- Origin: Atlanta, Georgia, USA
- Genres: Alternative rock, gothic rock, new wave, post-punk
- Years active: 2004–present
- Label: WTE Records
- Members: Matt Spatial Vernon Love Sacha Alexander Michael Allen
- Website: Official website

= The Julia Dream =

The Julia Dream is a rock band based out of Atlanta, GA founded by bassist Matt Spatial and singer Vernon P. Love. The sound of the band has been described as new wave, psychedelic trance-rock, and "melodic post-punk".

The band name was not derived from the Pink Floyd song of a similar name, but from an actual dream by bassist, Spatial.

The band worked with other members until the lineup was completed with guitarist Sacha Alexander in 2006 and most recently Michael Allen on drums.

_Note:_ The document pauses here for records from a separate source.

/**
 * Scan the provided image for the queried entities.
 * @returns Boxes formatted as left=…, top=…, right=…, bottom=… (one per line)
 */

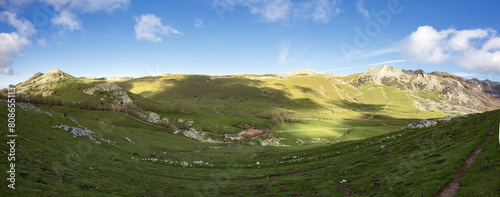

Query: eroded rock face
left=348, top=65, right=500, bottom=113
left=83, top=83, right=132, bottom=105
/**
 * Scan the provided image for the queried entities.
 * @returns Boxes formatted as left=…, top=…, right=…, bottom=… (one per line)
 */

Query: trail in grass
left=275, top=126, right=401, bottom=133
left=434, top=115, right=500, bottom=197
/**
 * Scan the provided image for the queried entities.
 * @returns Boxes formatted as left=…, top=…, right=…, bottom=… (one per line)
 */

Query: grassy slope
left=0, top=104, right=499, bottom=196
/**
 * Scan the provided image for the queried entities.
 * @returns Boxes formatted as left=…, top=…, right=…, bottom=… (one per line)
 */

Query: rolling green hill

In 2005, the band released Lifted: Live on independent record label WTE Records featuring four live tracks from a sold-out concert at Atlanta's Smith's Olde Bar.

The band's debut studio EP Above From Beneath was released on WTE Records in mid-2007 and was selected by retailer Best Buy for regional distribution. The EP was recorded in Asheville, NC by Dan Friedman and mixed at Billy Hume’s The Zone Studios in Atlanta, GA by Joel Mullis. The last track of the EP, "Clean Today", has been featured on the nationally televised cable series Epic Conditions.

The band has performed regularly with other rock, goth, new wave, and industrial acts such as Filter, Augustana, Your Vegas, James Hall, The Awakening, and The Damnwells.

The band has been featured twice on Comcast Cable's Bands On Demand series.